Dopo la prima trasferta in aereo con i giornalisti a Lecce nel 2005, Cesare Prandelli decise che poteva bastare così, che lo scambio di battute tra calciatori e cronisti non andava bene e che quindi da quel momento ognuno sarebbe andato per la propria strada, intesa come viaggio per raggiungere le varie città.
E così è stato più o meno fino a questa trasferta in Ucraina, dove i più fortunati tra noi hanno avuto la possibilità di trasferirsi insieme alla squadra.

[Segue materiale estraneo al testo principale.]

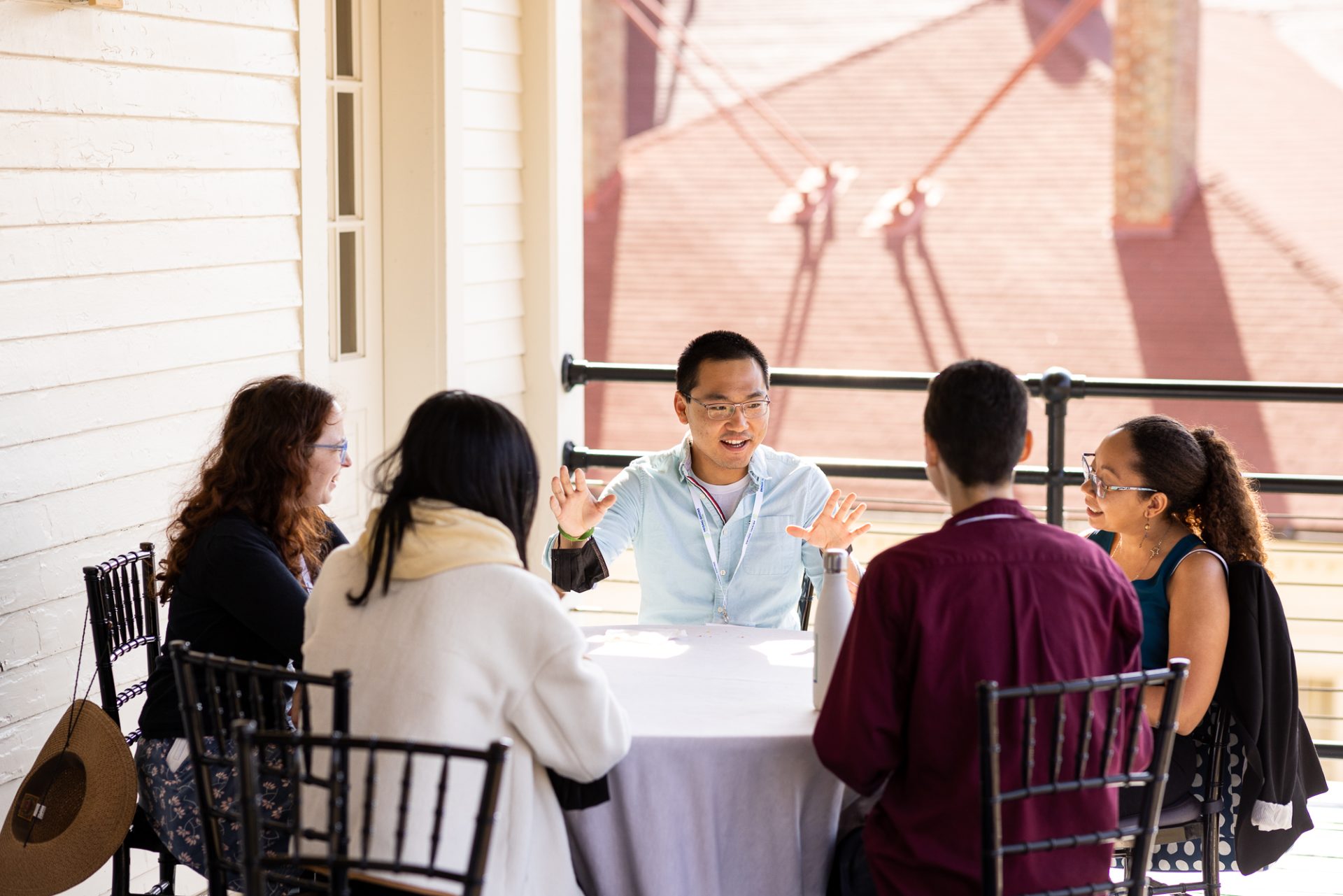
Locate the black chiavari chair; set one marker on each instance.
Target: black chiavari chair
(340, 848)
(124, 618)
(214, 693)
(1088, 769)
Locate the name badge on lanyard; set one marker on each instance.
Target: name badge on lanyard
(720, 574)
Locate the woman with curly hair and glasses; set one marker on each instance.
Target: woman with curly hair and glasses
(1172, 508)
(243, 553)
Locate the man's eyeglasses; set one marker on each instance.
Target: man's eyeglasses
(1102, 490)
(753, 410)
(343, 446)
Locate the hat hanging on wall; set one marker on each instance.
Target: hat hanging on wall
(73, 809)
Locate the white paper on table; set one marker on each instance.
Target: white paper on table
(639, 643)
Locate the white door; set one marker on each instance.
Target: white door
(355, 245)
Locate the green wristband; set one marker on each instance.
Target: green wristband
(576, 538)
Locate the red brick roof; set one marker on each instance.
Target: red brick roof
(1017, 264)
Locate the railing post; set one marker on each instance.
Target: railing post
(1056, 387)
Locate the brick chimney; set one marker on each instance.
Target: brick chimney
(1156, 46)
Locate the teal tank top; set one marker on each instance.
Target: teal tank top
(1151, 598)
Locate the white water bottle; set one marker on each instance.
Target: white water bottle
(830, 623)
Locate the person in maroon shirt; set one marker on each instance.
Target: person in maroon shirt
(991, 595)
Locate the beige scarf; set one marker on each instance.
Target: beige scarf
(443, 536)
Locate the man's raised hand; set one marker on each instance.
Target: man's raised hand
(572, 503)
(837, 527)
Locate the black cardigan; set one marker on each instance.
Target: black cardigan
(235, 598)
(1259, 683)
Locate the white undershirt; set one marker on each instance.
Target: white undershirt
(728, 496)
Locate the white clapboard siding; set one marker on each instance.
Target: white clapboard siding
(493, 301)
(495, 378)
(111, 197)
(51, 520)
(493, 225)
(46, 681)
(260, 14)
(492, 71)
(490, 341)
(99, 89)
(33, 579)
(513, 402)
(492, 111)
(65, 410)
(492, 157)
(505, 7)
(96, 141)
(490, 33)
(81, 250)
(97, 355)
(71, 461)
(73, 305)
(492, 264)
(39, 29)
(492, 187)
(150, 265)
(492, 150)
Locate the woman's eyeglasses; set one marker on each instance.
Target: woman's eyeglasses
(1102, 490)
(343, 446)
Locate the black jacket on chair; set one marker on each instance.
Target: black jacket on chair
(1259, 683)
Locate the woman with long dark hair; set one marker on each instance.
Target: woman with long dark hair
(452, 640)
(1172, 508)
(243, 551)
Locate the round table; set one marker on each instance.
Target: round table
(722, 792)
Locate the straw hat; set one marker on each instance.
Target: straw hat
(74, 808)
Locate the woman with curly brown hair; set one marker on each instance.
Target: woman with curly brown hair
(1172, 508)
(242, 557)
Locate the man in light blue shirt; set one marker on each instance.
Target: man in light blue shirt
(723, 527)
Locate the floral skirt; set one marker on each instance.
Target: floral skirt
(169, 798)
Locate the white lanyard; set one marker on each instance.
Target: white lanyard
(720, 574)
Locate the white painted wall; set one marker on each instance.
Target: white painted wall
(150, 265)
(151, 262)
(492, 201)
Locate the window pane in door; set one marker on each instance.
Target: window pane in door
(344, 38)
(348, 294)
(346, 178)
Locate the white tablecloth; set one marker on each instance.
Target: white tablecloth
(722, 792)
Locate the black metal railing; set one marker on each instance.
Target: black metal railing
(1056, 386)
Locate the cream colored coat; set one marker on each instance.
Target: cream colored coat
(467, 657)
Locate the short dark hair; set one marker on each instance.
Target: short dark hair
(458, 448)
(976, 417)
(719, 346)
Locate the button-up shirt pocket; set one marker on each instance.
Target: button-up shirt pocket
(772, 551)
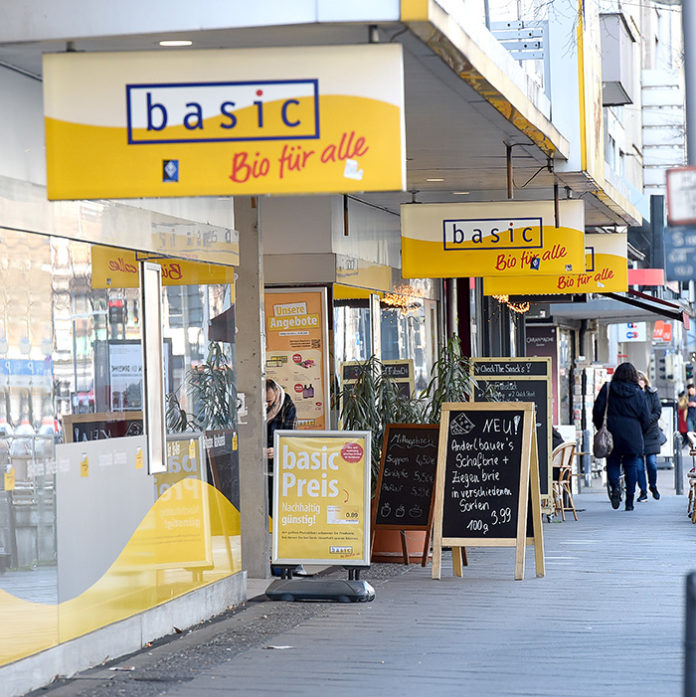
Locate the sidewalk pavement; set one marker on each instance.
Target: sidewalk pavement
(608, 619)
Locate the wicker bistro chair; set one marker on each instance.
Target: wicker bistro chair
(562, 460)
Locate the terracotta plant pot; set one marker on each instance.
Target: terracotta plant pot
(387, 546)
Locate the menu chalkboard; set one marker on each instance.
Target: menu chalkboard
(482, 474)
(486, 464)
(406, 476)
(522, 380)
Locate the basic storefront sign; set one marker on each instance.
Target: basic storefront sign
(606, 271)
(506, 238)
(321, 498)
(310, 119)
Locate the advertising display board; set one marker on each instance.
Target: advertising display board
(181, 541)
(606, 271)
(405, 482)
(505, 238)
(523, 380)
(485, 470)
(301, 119)
(399, 370)
(321, 498)
(297, 355)
(680, 253)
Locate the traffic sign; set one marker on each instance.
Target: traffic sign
(681, 196)
(680, 253)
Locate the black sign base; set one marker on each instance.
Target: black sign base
(341, 591)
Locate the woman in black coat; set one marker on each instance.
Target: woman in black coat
(281, 414)
(652, 441)
(628, 418)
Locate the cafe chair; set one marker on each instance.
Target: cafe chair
(562, 461)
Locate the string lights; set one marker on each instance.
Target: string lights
(519, 308)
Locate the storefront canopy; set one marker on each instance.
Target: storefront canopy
(621, 307)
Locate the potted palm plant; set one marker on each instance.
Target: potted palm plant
(373, 401)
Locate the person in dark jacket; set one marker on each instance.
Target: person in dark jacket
(628, 418)
(652, 441)
(281, 414)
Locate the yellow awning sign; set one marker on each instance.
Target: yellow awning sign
(309, 119)
(118, 268)
(606, 271)
(507, 238)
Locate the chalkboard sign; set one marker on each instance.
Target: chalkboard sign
(406, 477)
(486, 464)
(514, 367)
(523, 380)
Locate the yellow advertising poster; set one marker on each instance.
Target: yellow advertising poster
(180, 533)
(302, 119)
(606, 271)
(321, 499)
(118, 268)
(9, 479)
(505, 238)
(297, 350)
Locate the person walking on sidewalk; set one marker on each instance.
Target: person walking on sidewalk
(682, 411)
(691, 407)
(652, 441)
(628, 418)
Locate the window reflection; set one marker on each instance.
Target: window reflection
(77, 508)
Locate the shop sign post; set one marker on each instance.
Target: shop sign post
(505, 238)
(606, 271)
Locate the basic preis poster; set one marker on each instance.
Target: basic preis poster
(321, 498)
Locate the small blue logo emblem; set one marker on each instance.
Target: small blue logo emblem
(170, 170)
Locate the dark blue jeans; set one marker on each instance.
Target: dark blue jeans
(651, 466)
(631, 464)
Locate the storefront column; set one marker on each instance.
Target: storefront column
(256, 552)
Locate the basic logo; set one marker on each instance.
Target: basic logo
(340, 550)
(222, 111)
(491, 233)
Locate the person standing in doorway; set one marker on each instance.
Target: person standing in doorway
(691, 407)
(628, 419)
(682, 411)
(281, 414)
(652, 441)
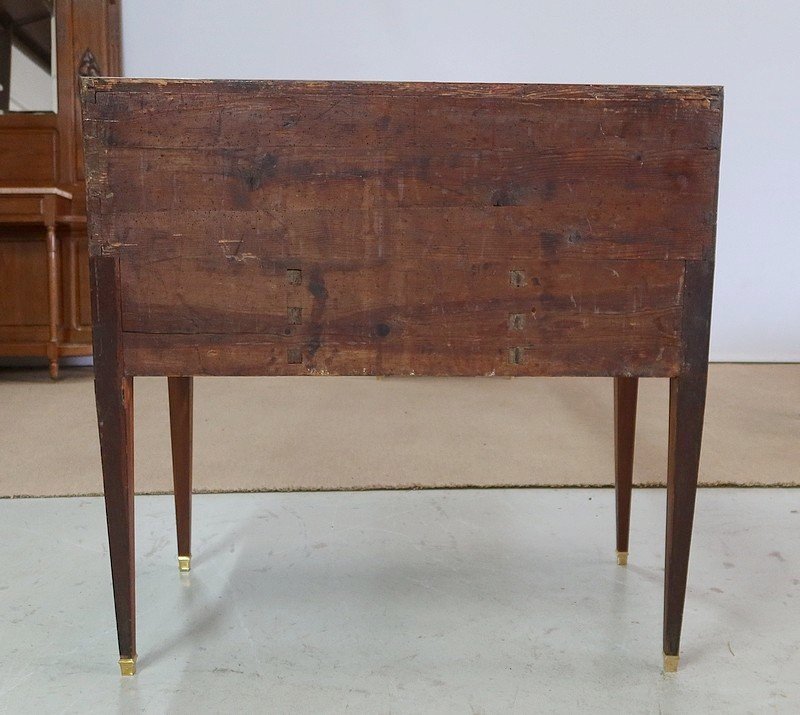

Essendo ormai un veterano di certe situazioni mi posso permettere paragoni col passato, un raffronto da cui il gruppo Montella esce alla grande perché davvero il clima che si respirava era di quelli buoni.
Tutta gente, almeno all’apparenza, con la testa sulle spalle, molto educati, consapevoli che per fare bene il calciatore è giusto tenere un comportamento normale.
Ricordo cazzeggi di vario genere, battute pesanti con il personale femminile a bordo, in qualche caso pure atteggiamenti da primadonna che venivano tollerati solo in nome della popolarità del personaggio.
Ovviamente i contatti con i giornalisti si sono limitati alla formalità del saluto, perché questo è il calcio di oggi e d’altra parte, tranne Pasqual, io non conosco personalmente nessuno degli attuali componenti della rosa.